When it was all over, and the initial shock of rejection had subsided, the executives at German media giant Axel Springer practically congratulated each other. Oh well, their attempted takeover of the British newspaper The Financial Times just didn’t work, they said nonchalantly.
Was it just a brave face to cover up a bitter defeat? One thing is clear: The attempted coup, which was prepared in secret for almost a year but fell apart spectacularly within a few hours last week, would have been a public relations success. It would also have brought in 500 additional journalists and provided Springer with the largescale access to the English-speaking market that it had long desired.
But the €1.2 billion ($1.31 billion) offered by Japan’s Nikkei media group was €150 million more than chief executive Mathias Döpfner was prepared to pay the FT’s owners, whose biggest shareholder was the London publishing house Pearson. Ironically, when the failed takeover bid was announced, Springer’s share price went up.

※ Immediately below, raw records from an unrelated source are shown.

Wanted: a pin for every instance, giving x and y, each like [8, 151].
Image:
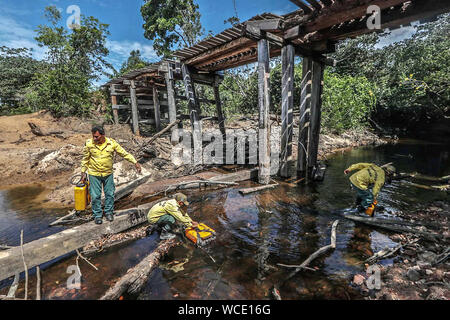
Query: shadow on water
[257, 231]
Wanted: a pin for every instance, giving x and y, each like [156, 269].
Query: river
[254, 233]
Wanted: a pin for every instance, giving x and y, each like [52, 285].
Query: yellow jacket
[168, 207]
[98, 159]
[369, 174]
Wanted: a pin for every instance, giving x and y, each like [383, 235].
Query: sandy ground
[52, 159]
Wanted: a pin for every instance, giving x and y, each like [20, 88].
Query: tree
[170, 23]
[75, 59]
[17, 69]
[133, 62]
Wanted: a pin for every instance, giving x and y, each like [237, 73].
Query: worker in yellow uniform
[367, 183]
[98, 164]
[167, 213]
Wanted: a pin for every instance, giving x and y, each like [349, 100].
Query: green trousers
[365, 197]
[95, 189]
[166, 222]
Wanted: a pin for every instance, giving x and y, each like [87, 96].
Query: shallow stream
[255, 232]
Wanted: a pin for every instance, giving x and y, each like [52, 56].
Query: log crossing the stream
[56, 245]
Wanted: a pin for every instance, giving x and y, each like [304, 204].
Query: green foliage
[346, 102]
[17, 69]
[75, 59]
[411, 76]
[171, 22]
[133, 62]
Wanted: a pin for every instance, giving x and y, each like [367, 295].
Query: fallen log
[56, 245]
[369, 221]
[120, 193]
[304, 265]
[256, 189]
[135, 278]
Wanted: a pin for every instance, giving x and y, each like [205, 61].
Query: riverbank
[421, 268]
[51, 159]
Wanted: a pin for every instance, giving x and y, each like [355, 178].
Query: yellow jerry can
[201, 234]
[82, 197]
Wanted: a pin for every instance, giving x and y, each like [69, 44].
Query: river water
[254, 233]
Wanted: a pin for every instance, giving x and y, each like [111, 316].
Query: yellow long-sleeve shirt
[168, 207]
[368, 174]
[98, 159]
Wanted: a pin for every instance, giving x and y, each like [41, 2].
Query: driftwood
[38, 283]
[24, 265]
[14, 286]
[304, 265]
[159, 134]
[36, 130]
[135, 278]
[371, 222]
[256, 189]
[56, 245]
[387, 252]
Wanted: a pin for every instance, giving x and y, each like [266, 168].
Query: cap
[180, 197]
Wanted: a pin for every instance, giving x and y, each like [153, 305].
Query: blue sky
[20, 18]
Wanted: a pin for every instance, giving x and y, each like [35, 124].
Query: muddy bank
[51, 160]
[421, 269]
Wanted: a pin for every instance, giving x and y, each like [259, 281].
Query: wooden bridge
[310, 32]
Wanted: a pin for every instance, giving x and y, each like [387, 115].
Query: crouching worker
[165, 214]
[367, 183]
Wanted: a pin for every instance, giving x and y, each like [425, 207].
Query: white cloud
[123, 49]
[16, 34]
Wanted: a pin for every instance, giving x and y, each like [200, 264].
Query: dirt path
[51, 160]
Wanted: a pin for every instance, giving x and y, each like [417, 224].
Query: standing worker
[367, 183]
[166, 213]
[98, 163]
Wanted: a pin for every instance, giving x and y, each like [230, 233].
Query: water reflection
[254, 233]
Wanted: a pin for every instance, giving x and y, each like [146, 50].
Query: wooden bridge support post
[134, 108]
[157, 109]
[115, 111]
[194, 114]
[316, 109]
[220, 116]
[172, 105]
[287, 107]
[264, 109]
[305, 108]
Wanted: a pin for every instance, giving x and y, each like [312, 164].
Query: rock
[427, 256]
[358, 279]
[412, 274]
[423, 264]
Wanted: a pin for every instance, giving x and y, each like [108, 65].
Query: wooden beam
[220, 115]
[267, 24]
[157, 110]
[218, 51]
[315, 4]
[115, 112]
[175, 138]
[305, 107]
[316, 109]
[287, 107]
[134, 108]
[56, 245]
[303, 6]
[264, 111]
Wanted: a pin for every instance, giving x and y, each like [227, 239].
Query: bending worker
[98, 163]
[166, 213]
[367, 183]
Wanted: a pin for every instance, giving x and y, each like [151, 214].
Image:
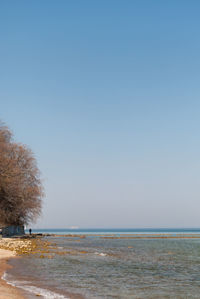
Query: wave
[32, 289]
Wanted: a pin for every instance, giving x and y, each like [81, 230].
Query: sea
[113, 263]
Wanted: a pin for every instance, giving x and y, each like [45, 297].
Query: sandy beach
[7, 291]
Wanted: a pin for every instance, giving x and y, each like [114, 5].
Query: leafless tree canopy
[20, 185]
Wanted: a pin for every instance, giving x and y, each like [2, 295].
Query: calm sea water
[100, 267]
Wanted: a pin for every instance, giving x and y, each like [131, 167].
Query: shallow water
[115, 268]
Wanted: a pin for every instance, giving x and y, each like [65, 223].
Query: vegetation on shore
[21, 189]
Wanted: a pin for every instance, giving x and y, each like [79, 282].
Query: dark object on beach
[12, 230]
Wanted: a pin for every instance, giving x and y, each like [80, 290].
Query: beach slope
[7, 291]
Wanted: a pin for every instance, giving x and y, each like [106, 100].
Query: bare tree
[21, 190]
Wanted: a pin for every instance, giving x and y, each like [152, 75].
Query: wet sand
[7, 291]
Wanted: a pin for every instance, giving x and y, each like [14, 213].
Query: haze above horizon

In the wake of the failed deal, Germany’s only publicly traded newspaper group is now lowering its sights. Instead of pursuing merger plans with another German media group, the TV network ProSiebenSat.1, the two are instead launching a “Project to Promote Digital Startups.”
Joint investments in companies and funds are planned as part of an effort to promote Internet business ideas and young companies, which the two partners hope will eventually make money. The two companies also intend to merge their respective startup-incubator subsidiaries.